Of the types of gynecologic cancer, cervical cancer is perhaps the most straightforward in terms of prevention. Most cervical cancers stem from the human papilloma virus, a sexually transmitted infection, and there is a virus available for women between the ages of nine and 26 to prevent HPV. This virus can block up to 70 percent of cervical cancer cases. For the rest, regular Pap smears can detect cervical cancer in its earliest stages, giving you the best prognosis possible.
To reduce your chance of developing any gynecologic cancer, health care professionals recommend limiting your number of sexual partners, receiving regular Pap tests and then following up on any abnormalities those tests indicate. In addition, a diet rich in antioxidant-containing fresh fruits and vegetables and low in red meat and animal fat will decrease your chances of developing gynecologic cancer, particularly ovarian cancer. Researchers have reported that increased exercise can also lower your chances of developing gynecologic cancer.

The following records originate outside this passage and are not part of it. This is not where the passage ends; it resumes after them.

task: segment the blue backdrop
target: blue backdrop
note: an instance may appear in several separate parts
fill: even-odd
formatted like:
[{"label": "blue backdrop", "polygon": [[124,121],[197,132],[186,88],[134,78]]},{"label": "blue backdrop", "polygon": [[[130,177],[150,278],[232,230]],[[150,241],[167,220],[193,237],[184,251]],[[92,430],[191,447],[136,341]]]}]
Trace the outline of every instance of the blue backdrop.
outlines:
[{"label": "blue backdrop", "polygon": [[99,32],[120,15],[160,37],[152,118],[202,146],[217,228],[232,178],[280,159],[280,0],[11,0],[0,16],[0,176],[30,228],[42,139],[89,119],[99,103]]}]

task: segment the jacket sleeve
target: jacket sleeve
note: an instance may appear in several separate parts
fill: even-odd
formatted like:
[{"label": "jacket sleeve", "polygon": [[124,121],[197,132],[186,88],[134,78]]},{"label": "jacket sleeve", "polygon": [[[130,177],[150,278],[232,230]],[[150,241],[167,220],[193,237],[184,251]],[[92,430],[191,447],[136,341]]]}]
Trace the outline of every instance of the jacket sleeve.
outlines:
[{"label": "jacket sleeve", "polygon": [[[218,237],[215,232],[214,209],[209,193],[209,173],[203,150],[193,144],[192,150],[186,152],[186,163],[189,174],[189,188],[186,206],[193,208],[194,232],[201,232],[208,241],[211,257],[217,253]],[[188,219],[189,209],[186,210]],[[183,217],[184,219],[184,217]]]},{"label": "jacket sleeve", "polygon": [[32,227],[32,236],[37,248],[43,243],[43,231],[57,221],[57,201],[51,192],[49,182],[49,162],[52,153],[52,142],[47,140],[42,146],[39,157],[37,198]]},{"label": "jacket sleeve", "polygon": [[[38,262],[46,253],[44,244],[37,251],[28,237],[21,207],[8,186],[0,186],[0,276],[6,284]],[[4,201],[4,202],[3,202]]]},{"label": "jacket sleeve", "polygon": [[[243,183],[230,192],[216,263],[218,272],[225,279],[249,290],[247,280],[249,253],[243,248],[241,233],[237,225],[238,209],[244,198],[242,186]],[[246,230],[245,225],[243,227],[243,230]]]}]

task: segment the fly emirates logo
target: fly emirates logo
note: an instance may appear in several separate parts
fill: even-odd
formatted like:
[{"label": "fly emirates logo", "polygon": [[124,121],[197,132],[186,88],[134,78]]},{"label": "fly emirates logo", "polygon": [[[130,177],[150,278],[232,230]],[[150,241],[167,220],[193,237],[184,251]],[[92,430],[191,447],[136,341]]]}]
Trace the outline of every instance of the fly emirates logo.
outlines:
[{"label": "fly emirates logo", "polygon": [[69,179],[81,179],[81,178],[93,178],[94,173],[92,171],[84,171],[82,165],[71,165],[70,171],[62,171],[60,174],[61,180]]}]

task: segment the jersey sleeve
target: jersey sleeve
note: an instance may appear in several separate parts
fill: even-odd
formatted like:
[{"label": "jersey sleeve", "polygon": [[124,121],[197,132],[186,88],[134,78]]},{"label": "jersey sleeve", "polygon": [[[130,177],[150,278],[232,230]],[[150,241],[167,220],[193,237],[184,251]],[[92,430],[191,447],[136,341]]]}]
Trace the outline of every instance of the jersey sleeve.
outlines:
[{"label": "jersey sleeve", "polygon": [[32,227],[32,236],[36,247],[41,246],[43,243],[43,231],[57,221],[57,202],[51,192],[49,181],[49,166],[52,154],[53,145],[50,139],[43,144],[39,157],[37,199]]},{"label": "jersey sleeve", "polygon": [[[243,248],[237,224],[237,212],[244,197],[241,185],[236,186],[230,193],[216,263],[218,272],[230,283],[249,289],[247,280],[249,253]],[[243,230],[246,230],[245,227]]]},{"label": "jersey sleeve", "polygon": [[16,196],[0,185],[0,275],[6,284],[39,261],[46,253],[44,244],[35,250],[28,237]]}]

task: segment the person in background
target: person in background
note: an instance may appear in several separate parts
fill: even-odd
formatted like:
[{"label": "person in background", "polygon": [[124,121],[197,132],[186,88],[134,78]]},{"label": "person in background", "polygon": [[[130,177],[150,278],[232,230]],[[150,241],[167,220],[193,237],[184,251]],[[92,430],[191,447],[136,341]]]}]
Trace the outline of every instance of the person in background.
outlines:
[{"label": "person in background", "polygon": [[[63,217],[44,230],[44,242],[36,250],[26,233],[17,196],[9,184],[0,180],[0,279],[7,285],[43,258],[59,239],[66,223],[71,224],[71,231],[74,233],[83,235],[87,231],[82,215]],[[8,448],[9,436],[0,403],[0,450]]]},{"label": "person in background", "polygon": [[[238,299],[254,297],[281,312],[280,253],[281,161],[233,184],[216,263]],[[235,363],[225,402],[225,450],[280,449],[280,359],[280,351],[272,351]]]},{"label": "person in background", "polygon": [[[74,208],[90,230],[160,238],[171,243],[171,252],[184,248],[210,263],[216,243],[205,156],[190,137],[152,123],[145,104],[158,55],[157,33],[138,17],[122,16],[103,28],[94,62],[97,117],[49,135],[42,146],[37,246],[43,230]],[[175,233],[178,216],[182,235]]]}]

Weight control is a key as well: women with a body mass index of greater than 40 have a 60 percent higher risk of dying from all cancers than women of normal weight—in fact, obesity now contributes as much to cancer deaths in the developed world as smoking.
In addition, having at least one child (and, additionally, breastfeeding for a year) can help reduce your risk of developing ovarian cancer. Tubal ligation, or when a woman’s fallopian tubes are clamped and blocked as a means of sterilization, has also been shown to decrease the risk of ovarian cancer in some women.